Die letzten Kilometer nach Osterhofen. Die Räder kommen hinter die Bergstation. Der Parkplatz ist mit geschätzten hundert Autos belegt. Umziehen. Flaschen auffüllen am kleinen Bach. Und dann mit Trailrunning Rucksack aufwärts. Hier ist es schließlich richtig warm. Mir läuft der Schweiß hinab. Es fehlt der Fahrtwind im Gesicht. Schnee und Spuren darin. Die Bergstation. Und viele, viele Menschen auf den Serpentinen bergauf.
Wir erreichen den Gipfel des Wendelsteins nach 6 Stunden und 20 Minuten. Es ist ergreifend. Ein kleiner Traum erfüllt: Von München aus eigener Kraft bis zu einem hohen Gipfel zu kommen. Wir sind in München auf 550m ü NN gestartet an mehreren Flüssen entlang, Autobahnen, Kilometer um Kilometer und schließlich durch den Schnee hinauf.
Bergab rennen wir mit Spikes durch den Schnee. Hündin „Sheila“ schließt sich uns für ein Stück an, bis sie vom Herrchen zurückgepfiffen wird.

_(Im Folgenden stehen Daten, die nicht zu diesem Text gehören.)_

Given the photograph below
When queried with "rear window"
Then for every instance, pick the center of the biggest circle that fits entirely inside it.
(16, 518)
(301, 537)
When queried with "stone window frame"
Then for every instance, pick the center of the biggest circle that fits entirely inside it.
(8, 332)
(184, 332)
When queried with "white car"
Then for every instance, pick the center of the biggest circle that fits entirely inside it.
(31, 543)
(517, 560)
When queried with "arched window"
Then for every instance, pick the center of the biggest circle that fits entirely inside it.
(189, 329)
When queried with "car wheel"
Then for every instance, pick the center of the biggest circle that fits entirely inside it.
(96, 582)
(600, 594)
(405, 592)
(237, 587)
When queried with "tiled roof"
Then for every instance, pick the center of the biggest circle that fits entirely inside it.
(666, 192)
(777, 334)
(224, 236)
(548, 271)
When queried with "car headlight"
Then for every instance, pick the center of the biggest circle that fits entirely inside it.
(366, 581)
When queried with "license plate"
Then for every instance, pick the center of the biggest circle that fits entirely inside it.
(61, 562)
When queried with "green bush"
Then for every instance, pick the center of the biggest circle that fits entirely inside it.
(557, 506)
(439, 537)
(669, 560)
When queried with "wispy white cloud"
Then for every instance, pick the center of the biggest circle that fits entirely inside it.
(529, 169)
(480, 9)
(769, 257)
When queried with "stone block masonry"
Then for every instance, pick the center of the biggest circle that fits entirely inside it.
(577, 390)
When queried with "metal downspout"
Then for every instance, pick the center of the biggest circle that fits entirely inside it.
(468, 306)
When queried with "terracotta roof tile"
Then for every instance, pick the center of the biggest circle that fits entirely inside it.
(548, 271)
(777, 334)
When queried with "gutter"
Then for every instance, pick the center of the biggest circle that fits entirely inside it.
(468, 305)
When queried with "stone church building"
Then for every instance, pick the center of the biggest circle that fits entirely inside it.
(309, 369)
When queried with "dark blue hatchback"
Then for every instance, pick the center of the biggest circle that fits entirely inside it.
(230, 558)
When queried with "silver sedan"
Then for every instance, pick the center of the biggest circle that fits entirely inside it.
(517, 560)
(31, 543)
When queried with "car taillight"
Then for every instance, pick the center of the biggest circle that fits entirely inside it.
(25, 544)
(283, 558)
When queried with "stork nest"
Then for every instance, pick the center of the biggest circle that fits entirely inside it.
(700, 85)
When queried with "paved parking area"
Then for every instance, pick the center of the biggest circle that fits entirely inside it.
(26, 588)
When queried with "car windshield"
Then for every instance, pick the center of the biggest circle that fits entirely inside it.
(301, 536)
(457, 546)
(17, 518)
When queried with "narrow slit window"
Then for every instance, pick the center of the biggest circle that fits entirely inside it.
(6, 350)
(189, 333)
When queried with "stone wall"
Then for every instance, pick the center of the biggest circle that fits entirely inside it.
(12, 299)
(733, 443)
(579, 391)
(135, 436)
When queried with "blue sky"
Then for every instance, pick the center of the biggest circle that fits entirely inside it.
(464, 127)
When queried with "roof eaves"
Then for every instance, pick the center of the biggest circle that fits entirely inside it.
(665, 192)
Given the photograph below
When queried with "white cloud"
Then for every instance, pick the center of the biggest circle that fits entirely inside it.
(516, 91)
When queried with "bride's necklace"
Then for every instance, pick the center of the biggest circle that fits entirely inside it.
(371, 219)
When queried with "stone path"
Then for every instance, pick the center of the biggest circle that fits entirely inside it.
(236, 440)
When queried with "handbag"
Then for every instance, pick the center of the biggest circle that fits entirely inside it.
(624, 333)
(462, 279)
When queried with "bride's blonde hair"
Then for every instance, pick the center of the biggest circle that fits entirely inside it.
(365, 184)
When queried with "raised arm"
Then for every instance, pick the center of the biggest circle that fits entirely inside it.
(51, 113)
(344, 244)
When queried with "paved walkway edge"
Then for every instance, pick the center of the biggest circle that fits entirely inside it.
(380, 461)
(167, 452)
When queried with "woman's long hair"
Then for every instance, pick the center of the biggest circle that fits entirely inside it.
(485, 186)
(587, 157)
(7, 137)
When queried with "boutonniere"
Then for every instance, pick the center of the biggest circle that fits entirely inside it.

Miri beschließt, mich bis nach Miesbach zu begleiten. Die Beine sind frisch, geradezu ausgeruht. Also geht es weiter. Wieder zurück zum Schliersee. Und in Miesbach gibt es einen Döner. – „Okay, ich will weiter“, sagt Miri. Also ziehen wir das Projekt zusammen durch. Auch mit leeren Stirnlampen und einem Sturz im Perlacher Forst. Wir ziehen es durch und rollen perfekt abgestimmt beim Pepenero neben Miris Haus in Lehel ein und essen Pizza.